After we were married, things started to change, for the worse. We constantly argued and fought over little things. After our daughter was born, we disagreed in so many area, we thought our marriage was doomed, and it was failing. We didn't know what to do or who to turn to. Someone once said, "Every road has an end, and every mountain has its peak." We thought our lives together were at its end, and our love lives have peaked.

When our lives were at their worst, God intervened. He sent us a kind and wise Christian counselor. She mentored both of us and brought us out into an environment where we could truly understand ourselves and each other. You see, we were both wrong about love. We loved each other, but we loved with self-centered love. We didn't know how to give each other support and were critical of each other constantly. The more we thought we loved each other, the more expectations we had for each other. As we matured, we learned to have high expectations of ourselves and more giving of the other.

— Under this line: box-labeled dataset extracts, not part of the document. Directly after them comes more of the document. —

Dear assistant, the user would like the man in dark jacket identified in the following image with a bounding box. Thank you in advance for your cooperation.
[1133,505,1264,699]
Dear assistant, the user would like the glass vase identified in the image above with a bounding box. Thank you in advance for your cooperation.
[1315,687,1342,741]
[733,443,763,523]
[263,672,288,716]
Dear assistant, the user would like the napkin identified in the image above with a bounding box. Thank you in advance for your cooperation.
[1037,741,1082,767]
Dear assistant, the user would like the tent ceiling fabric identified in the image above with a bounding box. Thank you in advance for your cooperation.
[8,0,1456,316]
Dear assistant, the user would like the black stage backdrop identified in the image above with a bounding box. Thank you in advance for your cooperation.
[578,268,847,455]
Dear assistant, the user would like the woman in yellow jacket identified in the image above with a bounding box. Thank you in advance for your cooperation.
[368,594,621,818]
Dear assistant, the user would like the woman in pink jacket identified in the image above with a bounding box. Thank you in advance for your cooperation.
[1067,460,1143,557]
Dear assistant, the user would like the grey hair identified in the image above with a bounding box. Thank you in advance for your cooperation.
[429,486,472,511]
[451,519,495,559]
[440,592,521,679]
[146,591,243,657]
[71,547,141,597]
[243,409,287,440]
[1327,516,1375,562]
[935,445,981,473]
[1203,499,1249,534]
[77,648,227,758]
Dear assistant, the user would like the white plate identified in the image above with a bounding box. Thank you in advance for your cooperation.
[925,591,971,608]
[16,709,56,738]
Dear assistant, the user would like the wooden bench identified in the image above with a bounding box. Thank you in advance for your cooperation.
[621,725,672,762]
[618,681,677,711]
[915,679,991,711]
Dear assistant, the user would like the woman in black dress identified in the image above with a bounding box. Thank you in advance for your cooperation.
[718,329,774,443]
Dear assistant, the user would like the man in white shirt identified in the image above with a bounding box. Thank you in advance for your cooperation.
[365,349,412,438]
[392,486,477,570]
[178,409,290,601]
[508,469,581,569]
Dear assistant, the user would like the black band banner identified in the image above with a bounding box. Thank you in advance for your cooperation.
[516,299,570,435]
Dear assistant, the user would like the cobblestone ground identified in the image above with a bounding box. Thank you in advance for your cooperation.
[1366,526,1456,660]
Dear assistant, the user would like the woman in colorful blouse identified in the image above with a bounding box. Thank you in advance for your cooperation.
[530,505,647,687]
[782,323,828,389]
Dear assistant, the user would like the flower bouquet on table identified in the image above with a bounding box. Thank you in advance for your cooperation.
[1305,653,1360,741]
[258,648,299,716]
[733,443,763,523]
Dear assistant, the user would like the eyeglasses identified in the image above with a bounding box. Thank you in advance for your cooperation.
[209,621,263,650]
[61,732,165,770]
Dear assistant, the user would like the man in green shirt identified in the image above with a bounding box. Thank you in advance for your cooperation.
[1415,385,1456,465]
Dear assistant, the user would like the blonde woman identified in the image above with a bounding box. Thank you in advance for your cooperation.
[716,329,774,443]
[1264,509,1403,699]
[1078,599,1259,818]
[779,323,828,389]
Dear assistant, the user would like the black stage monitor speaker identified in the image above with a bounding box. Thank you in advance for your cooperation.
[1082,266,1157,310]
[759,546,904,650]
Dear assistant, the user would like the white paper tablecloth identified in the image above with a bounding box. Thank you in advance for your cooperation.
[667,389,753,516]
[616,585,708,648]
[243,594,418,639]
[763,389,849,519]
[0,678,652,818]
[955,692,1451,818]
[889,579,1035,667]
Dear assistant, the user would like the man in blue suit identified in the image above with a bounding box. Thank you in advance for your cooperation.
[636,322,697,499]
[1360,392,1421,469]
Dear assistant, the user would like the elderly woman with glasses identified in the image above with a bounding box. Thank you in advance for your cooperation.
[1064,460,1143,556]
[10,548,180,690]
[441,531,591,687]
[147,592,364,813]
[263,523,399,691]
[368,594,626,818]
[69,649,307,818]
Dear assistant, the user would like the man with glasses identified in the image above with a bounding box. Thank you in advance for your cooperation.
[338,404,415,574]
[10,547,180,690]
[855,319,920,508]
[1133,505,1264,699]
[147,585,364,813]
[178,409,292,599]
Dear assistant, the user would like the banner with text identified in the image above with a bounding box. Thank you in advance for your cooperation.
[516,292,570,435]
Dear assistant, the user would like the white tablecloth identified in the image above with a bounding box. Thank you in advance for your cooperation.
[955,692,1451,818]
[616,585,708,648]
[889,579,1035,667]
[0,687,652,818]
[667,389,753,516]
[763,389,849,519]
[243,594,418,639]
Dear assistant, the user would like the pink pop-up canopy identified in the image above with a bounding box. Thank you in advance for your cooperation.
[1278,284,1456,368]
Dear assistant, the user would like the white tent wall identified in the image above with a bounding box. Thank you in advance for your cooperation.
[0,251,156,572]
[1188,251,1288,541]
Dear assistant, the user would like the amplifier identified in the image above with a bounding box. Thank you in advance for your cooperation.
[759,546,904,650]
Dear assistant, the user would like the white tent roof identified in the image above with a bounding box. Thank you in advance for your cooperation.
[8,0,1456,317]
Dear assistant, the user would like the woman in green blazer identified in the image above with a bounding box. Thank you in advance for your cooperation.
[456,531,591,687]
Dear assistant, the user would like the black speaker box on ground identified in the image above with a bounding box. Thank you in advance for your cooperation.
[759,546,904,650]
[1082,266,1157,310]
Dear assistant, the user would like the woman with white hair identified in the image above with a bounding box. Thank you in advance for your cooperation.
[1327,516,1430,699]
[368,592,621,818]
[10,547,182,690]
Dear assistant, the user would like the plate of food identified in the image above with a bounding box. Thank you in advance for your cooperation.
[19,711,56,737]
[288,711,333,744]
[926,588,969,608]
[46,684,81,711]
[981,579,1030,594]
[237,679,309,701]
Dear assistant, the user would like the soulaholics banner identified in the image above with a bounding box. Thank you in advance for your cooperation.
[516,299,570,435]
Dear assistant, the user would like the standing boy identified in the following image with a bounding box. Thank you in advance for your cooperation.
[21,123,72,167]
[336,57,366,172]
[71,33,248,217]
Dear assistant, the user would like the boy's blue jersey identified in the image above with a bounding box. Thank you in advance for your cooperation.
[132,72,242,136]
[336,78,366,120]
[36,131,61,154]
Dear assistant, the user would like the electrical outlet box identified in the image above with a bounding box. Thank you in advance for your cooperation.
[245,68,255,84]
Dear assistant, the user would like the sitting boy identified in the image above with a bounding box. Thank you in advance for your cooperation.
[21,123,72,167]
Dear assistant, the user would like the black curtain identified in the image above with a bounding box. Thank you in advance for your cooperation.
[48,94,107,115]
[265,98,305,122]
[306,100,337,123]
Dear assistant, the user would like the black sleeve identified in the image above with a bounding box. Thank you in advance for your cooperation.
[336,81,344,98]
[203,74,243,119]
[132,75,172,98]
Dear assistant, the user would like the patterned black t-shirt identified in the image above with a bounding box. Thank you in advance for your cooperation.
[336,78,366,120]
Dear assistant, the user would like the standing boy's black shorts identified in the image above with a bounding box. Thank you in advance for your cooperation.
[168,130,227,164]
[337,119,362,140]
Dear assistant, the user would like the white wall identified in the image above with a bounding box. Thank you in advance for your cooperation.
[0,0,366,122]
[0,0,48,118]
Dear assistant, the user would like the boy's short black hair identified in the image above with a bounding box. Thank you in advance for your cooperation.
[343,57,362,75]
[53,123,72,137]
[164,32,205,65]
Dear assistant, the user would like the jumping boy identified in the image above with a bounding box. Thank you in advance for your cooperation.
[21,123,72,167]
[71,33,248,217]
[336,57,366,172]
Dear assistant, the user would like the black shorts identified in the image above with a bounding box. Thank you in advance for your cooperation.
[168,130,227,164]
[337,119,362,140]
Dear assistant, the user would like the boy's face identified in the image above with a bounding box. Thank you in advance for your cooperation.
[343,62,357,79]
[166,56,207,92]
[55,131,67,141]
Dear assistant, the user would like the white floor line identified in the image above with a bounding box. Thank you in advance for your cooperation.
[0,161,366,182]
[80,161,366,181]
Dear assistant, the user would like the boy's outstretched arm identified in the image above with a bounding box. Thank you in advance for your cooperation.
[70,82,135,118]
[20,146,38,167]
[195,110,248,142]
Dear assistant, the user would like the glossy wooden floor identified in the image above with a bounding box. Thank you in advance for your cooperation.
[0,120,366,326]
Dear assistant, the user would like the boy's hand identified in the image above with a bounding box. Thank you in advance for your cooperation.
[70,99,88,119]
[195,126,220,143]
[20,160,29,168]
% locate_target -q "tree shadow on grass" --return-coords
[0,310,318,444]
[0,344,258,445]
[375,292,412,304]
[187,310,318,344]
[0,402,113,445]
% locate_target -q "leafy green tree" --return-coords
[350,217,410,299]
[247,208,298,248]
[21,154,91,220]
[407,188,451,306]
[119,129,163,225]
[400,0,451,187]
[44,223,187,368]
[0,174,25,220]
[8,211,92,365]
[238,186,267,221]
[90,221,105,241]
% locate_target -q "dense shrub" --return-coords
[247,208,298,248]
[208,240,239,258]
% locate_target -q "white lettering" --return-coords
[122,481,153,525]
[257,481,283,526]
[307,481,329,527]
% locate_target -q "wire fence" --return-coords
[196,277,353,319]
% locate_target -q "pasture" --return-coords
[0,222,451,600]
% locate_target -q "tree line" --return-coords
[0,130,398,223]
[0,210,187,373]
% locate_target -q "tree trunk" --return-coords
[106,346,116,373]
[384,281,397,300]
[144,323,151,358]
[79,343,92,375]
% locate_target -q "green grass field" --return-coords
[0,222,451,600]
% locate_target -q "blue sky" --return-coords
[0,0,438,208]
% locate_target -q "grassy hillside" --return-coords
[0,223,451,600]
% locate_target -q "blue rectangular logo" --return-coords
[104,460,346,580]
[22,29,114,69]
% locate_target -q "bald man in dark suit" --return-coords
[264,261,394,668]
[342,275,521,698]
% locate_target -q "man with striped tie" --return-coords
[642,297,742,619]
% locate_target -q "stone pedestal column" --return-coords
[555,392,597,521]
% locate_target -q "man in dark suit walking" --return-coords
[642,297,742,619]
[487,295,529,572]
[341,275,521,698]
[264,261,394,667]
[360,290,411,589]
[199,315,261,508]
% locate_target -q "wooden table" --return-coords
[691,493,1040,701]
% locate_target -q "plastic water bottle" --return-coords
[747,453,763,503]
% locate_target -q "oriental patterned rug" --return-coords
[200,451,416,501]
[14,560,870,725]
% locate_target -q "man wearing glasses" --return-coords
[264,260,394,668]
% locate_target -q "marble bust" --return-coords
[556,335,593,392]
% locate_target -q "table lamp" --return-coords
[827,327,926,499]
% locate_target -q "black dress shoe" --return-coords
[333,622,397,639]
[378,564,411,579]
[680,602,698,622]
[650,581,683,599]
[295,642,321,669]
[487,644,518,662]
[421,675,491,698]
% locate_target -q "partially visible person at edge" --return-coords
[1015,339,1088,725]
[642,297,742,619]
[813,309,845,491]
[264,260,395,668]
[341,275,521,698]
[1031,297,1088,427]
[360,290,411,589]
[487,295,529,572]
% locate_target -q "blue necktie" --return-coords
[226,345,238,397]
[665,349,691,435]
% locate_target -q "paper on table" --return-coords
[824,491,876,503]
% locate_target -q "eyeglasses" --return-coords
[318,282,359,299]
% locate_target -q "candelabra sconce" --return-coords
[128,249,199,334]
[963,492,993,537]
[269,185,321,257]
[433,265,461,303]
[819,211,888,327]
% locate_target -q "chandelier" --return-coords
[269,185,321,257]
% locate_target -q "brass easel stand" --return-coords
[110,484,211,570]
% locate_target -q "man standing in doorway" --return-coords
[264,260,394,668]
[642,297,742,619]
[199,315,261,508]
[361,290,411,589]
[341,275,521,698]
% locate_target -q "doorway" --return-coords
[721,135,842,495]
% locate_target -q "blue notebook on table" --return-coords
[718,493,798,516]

Today, we still are not perfect, and we tell each other so. But we do know one thing; we truly can forgive each other. We give ourselves (faults and all) wholeheartedly to each other.

I don't know how much time I have left with my husband. But I do know one thing as the marriage vow has taught me: "I promise before God and you as my witnesses that I will love him, comfort him, honor and keep him in sickness and in health; and, forsaking all others, keep me only to him so long as we both will live."

Love is not all about me. Love is giving all my best to the one I cherish the most, my husband, my partner and my best friend in life!